Are you as tired as I am of all of the 10 Best of ...? Smithsonian magazine has a new list out, "America's 10 Best Small Towns," now normally I don't get emotional about lists. But this one caught me at the end of my first of two days of sick leave and maybe I am just in a negative mood. When I saw the title on the cover of the magazine I thought, "cool," then I read the blurb on the title page, "Looking for richest cultural offerings in the most charming settings..." I wanted to barf. I have been to one of the towns, Gig Harbor, WA, and I would have to agree it is a nice town. It would have made my 10 best list a few years ago, but not now that I have changed my chi or whatever it is I have a different outlook. Some of the change has happened very recently and as I am reading Meeting Faith. I have already spoken about the book here, so I won't go over it again, too much. I have to admit that when I first started reading the memoir I was thinking, "oh ick, this have been part of some Phd thesis or something." I am happy to say, reluctantly, that some of the things Faith is writing about is actually making me think. One of the things she talks about is "contemplative thought," or something like that. So I have been doing a bit of that, without the meditation piece or the maechi assistance. But back to the article. It is, of course, targeting the upper echelon, not the homebody. That the 10 best in America must have, as tasked by the Smithsonian to the research company Esri, "high concentrations of museums, historic sites, botanic gardens, resident orchestras, art galleries and other cultural assets common to big cities." I nearly hurled my newly baked snickerdoodle. Why are those things so important? Not a one of them, except maybe the gardens, free to the average traveler. Why aren't things you can do outdoors just as important? Now that I think about it nearly all of the things listed as "cultural" are sedentary or nearly sedentary activities. Ok, watching a rodeo or a car race on a dirt oval is also sedentary for the watcher anyway. Ok, again, you walk around a museum and a garden and an art gallery, but really?

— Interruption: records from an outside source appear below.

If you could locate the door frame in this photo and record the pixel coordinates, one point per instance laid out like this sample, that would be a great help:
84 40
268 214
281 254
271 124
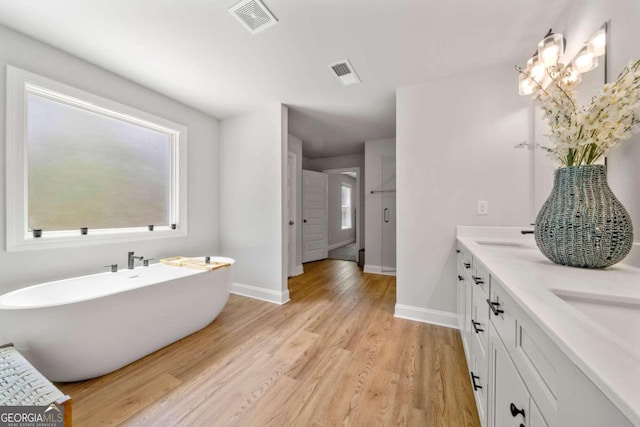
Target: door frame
324 252
359 208
293 268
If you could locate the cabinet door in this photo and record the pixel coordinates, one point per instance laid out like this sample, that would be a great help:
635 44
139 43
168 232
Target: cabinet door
535 417
510 403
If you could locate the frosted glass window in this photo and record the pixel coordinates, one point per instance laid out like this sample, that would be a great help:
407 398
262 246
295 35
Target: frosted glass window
346 207
87 169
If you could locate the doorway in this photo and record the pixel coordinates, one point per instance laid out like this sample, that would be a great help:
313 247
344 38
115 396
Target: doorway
344 213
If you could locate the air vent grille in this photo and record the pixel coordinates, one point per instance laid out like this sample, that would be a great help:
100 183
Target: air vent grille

Hermiston may not be a cultural center of such activity, but here you can go to a rodeo in the morning and a car race in the afternoon and still have time to take the dogs on a walk to McNary Dam. Just a thought Smithsonian, why don't come you to northeastern Oregon and southeastern Washington and take a look around? The landscape is breathtaking, in my humble opinion, and there are things to do here. Things that don't cost you an arm and a leg to take your family to and you can even camp at park where Lewis and Clark came by and even commented on, "... SW. 14 miles to a rock in a Lard. resembling a hat just below a rapid at the lower Point of an Island in the Midl: of the river ..." [Clark, October 19, 1805, first draft].  No really, they did comment on Hat Rock and even Ship Rock. They missed the basalt Cayuse Sisters, which have coyote to thank for their existence. The park, the sisters, the Dam all free. And all amazing.